"Officer, can you tell me what happened?"
The uniformed man looked up with hurt, bewildered eyes. He said something that the directional mike picked up, but Jerryberry's ears lost it in the crowd noise. He heard it later on the news. "Where's my hat?"
Jerryberry repeated, "What happened here?" while a dozen C.B.A. men around him were interviewing the crowd, and police were pouring out of the displacement booths. The flow of blue uniforms looked like far more than they were. They had to use their shock-sticks to get through the crowd.
Some of the spectators-shoppers-strollers had decided to leave. A wise decision, but impractical. The nearest booths could not be used at all. They held passengers cased in glass, each trying to get his door open against the press of the mob. Every few seconds one would give up and flick out, and another trapped passenger would be pushing at the door.
For blocks around, there was no way to get into a displacement booth. As fast as anyone left a booth, someone else would flick in. Most were nondescript citizens who came to gape. A few carried big cardboard rectangles carelessly printed in fluorescent colors, often with the paint still wet.

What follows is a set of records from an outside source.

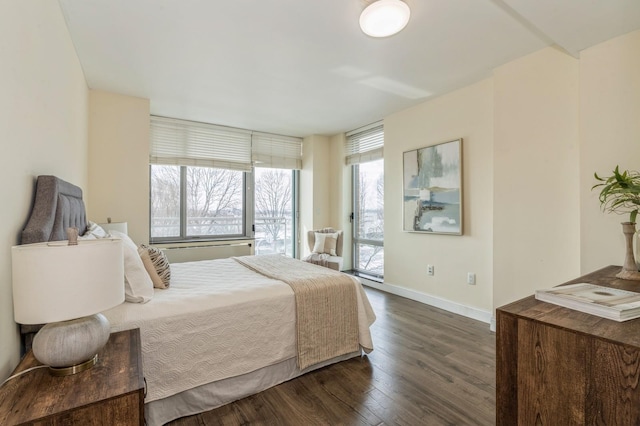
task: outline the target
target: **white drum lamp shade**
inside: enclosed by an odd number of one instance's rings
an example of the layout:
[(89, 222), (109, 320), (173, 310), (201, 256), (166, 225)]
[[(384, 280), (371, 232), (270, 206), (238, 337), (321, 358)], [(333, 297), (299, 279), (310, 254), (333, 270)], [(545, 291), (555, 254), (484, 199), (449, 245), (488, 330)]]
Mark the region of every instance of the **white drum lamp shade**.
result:
[(93, 359), (90, 368), (110, 333), (100, 312), (124, 301), (122, 241), (26, 244), (12, 247), (11, 257), (16, 322), (47, 323), (33, 342), (36, 359), (60, 375)]
[(378, 0), (362, 11), (360, 28), (371, 37), (388, 37), (402, 31), (410, 16), (411, 10), (402, 0)]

A different few, nondescript otherwise, had rocks in their pockets.
For Jerryberry, kneeling above the felled policeman and trying to get audible sense out of him, it all seemed to explode. He looked up, and it was a riot.
"It's a riot," he said, awed. The directional mike picked it up.
The crowd surged, and he was moving. He looked back, trying to see if the policeman had gained his feet. If he hadn't, he could be hurt.. but the crowd surged away. In this mob there was no conservation of matter; there were sources and sinks in it, and today all the sinks were sources. The flow had to go somewhere.